We haven’t even explained what Slow Burn actually is. The method calls for performing three to six repetitions for one set. The catch is you’re supposed to perform each exercise for 10 seconds on the way down AND on the way up. What’s the point? According to the article:

•It’s safer - slow lifting reduces injury-causing stress on ligaments, tendons, and joints.

My thoughts: Sure, being in control of the weight is good. We’ll explore why 10 seconds is way too much later.

•It’s more effective - without the aid of momentum, more muscle fibers are exercised with each movement.
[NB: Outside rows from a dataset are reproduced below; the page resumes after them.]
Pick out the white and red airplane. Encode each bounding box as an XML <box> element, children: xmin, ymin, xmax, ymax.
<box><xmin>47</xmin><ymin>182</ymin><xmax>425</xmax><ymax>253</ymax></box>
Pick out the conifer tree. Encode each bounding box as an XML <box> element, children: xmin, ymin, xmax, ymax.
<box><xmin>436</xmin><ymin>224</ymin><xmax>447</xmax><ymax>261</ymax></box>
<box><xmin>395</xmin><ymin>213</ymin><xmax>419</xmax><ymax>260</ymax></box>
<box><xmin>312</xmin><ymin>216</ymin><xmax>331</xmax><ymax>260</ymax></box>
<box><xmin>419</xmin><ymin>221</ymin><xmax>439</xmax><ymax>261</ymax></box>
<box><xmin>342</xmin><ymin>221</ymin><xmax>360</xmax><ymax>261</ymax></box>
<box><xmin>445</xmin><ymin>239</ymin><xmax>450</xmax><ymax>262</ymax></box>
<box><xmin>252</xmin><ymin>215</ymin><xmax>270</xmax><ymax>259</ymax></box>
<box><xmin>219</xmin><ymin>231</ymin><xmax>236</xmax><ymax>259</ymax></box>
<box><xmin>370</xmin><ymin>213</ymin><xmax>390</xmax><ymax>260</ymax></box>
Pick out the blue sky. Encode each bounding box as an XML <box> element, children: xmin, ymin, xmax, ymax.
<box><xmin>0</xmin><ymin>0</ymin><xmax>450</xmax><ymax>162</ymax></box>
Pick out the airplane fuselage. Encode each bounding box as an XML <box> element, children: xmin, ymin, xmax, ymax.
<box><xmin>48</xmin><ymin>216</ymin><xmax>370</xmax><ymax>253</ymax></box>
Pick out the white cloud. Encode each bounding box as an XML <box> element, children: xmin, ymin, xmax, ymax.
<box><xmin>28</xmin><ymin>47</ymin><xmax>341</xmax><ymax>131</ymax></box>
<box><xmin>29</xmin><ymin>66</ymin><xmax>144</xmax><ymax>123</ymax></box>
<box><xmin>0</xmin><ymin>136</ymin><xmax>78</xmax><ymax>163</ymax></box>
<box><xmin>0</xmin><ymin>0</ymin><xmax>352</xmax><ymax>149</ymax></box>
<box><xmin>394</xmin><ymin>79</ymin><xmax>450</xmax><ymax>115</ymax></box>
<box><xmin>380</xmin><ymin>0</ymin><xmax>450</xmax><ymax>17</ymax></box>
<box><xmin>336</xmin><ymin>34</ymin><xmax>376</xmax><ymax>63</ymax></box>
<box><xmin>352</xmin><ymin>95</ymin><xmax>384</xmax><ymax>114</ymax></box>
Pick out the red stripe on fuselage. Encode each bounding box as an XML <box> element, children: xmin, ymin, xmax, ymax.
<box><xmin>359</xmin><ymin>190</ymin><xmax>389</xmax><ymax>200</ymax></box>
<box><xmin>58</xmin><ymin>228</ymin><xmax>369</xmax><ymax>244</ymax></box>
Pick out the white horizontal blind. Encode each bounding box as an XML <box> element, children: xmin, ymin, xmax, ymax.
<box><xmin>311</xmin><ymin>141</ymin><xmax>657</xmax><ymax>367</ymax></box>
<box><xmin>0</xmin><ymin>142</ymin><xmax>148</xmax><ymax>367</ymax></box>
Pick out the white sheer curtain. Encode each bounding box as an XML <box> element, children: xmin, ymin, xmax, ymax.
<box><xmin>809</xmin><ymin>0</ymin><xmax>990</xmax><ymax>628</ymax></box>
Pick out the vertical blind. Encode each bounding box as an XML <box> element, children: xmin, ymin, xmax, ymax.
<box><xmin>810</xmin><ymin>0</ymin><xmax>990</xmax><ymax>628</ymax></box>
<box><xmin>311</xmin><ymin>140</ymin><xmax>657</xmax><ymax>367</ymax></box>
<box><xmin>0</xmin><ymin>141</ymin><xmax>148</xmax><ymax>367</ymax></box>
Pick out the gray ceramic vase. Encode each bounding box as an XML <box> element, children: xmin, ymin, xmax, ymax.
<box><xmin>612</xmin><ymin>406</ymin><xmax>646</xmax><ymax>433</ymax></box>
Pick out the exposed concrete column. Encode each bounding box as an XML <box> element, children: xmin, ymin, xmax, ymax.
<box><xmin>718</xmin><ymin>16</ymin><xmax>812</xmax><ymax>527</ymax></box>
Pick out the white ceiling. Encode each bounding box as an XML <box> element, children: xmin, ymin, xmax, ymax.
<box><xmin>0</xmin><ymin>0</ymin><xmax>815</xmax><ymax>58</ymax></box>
My thoughts: Misleading. Strength is the ability to generate force. We don’t have space to learn about muscle fiber recruitment, but a simple enough concept to understand is progressive overload. Over time, your body will get more efficient at whatever you challenge it with. This is called the SAID principle, Specific Adaptation to Imposed Demands. Progressive overload means that you need to continually increase the challenge for your body to keep growing. If you keep using the same weight, your body gets more efficient and the workout becomes ineffective.

•The third reason listed is “it’s more efficient - you can get a complete workout in 30 minutes each week, compared to three hours of conventional lifting.”

My thoughts: You can really save time by not going to the gym at all. It’s become trendy to try to find “bio-hacks” to get the benefits of working out without, you know, all that work.

For myself and my clients, training is not the be-all end-all of life. 30-60 minutes, three to five days a week is plenty. You don’t need two hour long workouts six days a week. You just need to focus on doing what’s important when you are actually training. So why is 10 seconds too long?

To get stronger you need the right mix of frequency (so your muscles adapt), intensity (so your muscles are actually challenged), and volume (to tell your body this is going to keep happening so it better learn to adapt).

The article lists push ups as one of the exercises. We’ll use that as an example. Take a guy that can do 30 push ups. If he were to perform them with the Slow Burn 10 second tempo, I would bet he couldn’t even get to 5 repetitions.

Let’s say this guy does the 5 slow push ups twice a week, compared to the 30 he could do. The volume of work he’s doing goes in the toilet. 10 push ups vs 60. With exercises that require weights, the same problem happens. A person will not be able to handle anywhere near the same amount of weight compared to moving at a natural speed.

Multiply that by the 10 exercises recommended for a “complete workout” and it’s not hard to see how slow training doesn’t add up.